Policing is not a government program; it is a moral covenant. It is keeping people safe. It is the essential element of our democracy, but we can never forget that the consent of the governed is earned, not owed. The police profession has the opportunity to shape its future. It has the opportunity to confound expectations, to move past demagoguery, and to save even more lives. It is the opportunity to make our country safe and fair everywhere for everyone. And it is the actions of every individual cop who make up our police agencies that will bring this to fruition. 

Cops Count - Police Matter 

My personal hero in the profession of policing is Sir Robert Peel, who, in 1829, was charged with the mission of creating for London the first metropolitan police department of any significance in any major city, the British Metropolitan Police. The term “Bobby” was a term of affection for Bobby Peel’s police officers, and they were called “Peelers” or “Bobbies.” Peelers, because they used to carry around a little clatter that they would—many of you remember as kids you had that little thing you twirled around and made that funny clattering noise—well the police officers of those days, to notify each other of troubles, used those and they used whistles.
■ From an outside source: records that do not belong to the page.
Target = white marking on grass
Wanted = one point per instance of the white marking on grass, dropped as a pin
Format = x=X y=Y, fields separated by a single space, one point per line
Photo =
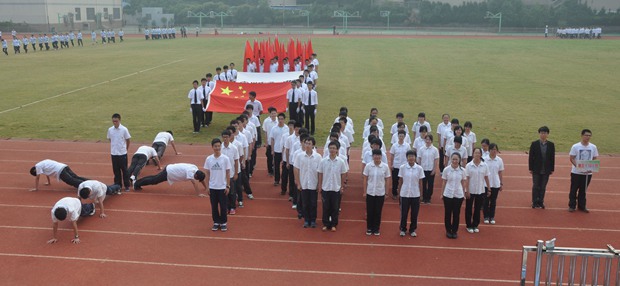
x=258 y=269
x=84 y=88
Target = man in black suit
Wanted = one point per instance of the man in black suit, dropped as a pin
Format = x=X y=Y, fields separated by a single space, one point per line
x=541 y=166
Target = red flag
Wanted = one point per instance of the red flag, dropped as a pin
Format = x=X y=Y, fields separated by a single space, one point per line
x=231 y=97
x=247 y=55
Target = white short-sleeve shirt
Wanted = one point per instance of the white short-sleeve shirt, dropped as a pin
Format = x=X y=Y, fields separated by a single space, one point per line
x=475 y=175
x=376 y=178
x=118 y=137
x=454 y=177
x=72 y=205
x=180 y=172
x=49 y=168
x=411 y=176
x=217 y=167
x=97 y=189
x=332 y=171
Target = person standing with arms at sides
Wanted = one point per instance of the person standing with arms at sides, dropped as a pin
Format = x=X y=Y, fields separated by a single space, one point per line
x=332 y=172
x=204 y=90
x=398 y=157
x=161 y=141
x=277 y=145
x=294 y=96
x=454 y=186
x=310 y=101
x=74 y=209
x=195 y=100
x=119 y=136
x=471 y=140
x=541 y=164
x=496 y=179
x=428 y=159
x=409 y=186
x=579 y=180
x=217 y=175
x=441 y=129
x=307 y=180
x=478 y=178
x=269 y=123
x=376 y=176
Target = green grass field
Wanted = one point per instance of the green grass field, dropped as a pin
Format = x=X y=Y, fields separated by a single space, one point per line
x=506 y=87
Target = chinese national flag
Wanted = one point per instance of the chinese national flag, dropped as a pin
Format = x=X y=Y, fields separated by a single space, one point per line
x=230 y=97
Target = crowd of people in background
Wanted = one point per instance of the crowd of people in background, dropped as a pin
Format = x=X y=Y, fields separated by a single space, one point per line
x=55 y=41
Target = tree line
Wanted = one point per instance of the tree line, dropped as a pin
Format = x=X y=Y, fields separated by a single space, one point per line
x=411 y=13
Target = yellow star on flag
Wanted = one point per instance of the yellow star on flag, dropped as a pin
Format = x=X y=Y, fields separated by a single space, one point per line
x=226 y=91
Peel’s most significant contribution, apart from creating that still extraordinary police department, were nine principles of policing. And they have been my bible, going back to the 1970s, when I was first exposed as a young sergeant attending a meeting at which the then police commissioner of the Metropolitan Police was visiting the Boston Police Department. I was invited to a reception at which he was speaking, and he talked about Sir Robert Peel’s nine principles. These principles continue to ring true today. 

PRINCIPLE 1 “The basic mission for which the police exist is to prevent crime and disorder.”
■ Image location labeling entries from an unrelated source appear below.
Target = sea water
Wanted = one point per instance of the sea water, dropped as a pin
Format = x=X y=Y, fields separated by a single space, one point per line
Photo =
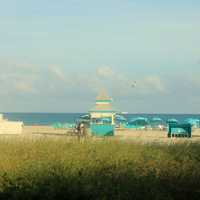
x=51 y=118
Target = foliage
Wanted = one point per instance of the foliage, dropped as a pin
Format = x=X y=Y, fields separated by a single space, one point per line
x=92 y=169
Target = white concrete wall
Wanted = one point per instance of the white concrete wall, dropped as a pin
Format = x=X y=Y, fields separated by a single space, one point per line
x=8 y=127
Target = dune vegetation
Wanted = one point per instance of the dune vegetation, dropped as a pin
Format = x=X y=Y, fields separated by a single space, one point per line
x=105 y=169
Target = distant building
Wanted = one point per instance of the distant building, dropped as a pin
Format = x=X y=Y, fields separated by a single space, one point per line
x=103 y=108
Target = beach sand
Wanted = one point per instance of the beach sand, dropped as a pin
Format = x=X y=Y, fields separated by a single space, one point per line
x=140 y=136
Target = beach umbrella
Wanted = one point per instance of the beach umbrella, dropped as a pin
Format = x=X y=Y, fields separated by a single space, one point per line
x=172 y=120
x=120 y=118
x=193 y=122
x=139 y=121
x=106 y=120
x=85 y=117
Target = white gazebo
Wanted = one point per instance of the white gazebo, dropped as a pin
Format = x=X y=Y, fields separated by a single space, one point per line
x=103 y=115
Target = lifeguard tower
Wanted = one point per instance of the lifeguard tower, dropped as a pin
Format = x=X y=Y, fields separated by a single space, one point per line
x=103 y=116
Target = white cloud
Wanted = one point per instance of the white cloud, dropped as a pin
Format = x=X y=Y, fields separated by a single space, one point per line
x=105 y=72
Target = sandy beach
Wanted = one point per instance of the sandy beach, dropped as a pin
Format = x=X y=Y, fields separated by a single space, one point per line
x=140 y=136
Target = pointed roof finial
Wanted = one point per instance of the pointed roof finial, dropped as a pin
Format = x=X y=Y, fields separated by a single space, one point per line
x=103 y=95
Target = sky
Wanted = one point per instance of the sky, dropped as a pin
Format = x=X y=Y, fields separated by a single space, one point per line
x=55 y=56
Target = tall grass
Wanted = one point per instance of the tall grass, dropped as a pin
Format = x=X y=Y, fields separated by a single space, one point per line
x=59 y=169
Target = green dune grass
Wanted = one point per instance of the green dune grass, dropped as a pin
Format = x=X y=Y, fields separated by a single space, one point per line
x=59 y=169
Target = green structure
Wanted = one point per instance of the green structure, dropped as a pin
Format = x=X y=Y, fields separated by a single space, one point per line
x=180 y=130
x=103 y=116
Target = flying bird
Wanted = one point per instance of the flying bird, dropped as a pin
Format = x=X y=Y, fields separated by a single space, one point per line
x=133 y=84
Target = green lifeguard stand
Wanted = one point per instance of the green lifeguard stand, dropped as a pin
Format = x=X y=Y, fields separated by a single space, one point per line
x=103 y=116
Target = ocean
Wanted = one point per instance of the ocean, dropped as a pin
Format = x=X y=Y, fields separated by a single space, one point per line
x=51 y=118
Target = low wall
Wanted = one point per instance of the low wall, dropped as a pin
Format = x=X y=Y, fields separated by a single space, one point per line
x=7 y=127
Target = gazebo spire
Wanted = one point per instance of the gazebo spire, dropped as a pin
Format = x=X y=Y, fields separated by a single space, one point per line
x=103 y=95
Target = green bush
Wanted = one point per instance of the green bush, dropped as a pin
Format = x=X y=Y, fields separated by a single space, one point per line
x=59 y=169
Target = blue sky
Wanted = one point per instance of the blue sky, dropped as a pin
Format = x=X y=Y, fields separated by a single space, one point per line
x=56 y=55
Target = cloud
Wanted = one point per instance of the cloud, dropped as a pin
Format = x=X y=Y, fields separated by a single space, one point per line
x=57 y=72
x=105 y=72
x=152 y=84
PRINCIPLE 2 “The ability of the police to perform their duties is dependent upon public approval of police actions.”

PRINCIPLE 3 “Police must secure the willing cooperation of the public in voluntary observance of the law to be able to secure and maintain the respect of the public.”

PRINCIPLE 4 “The degree of cooperation of the public that can be secured diminishes proportionately to the necessity of the use of physical force.”

PRINCIPLE 5 “Police seek and preserve public favor not by catering to the public opinion but by constantly demonstrating absolute impartial service to the law.”

PRINCIPLE 6 “Police use physical force to the extent necessary to secure observance of the law or to restore order only when the exercise of persuasion, advice and warning is found to be insufficient.”

PRINCIPLE 7 “Police, at all times, should maintain a relationship with the public that gives reality to the historic tradition that the police are the public and the public are the police; the police being only members of the public who are paid to give full-time attention to duties which are incumbent on every citizen in the interests of community welfare and existence.”

PRINCIPLE 8 “Police should always direct their action strictly towards their functions and never appear to usurp the powers of the judiciary.”

PRINCIPLE 9 “The test of police efficiency is the absence of crime and disorder, not the visible evidence of police action in dealing with it.”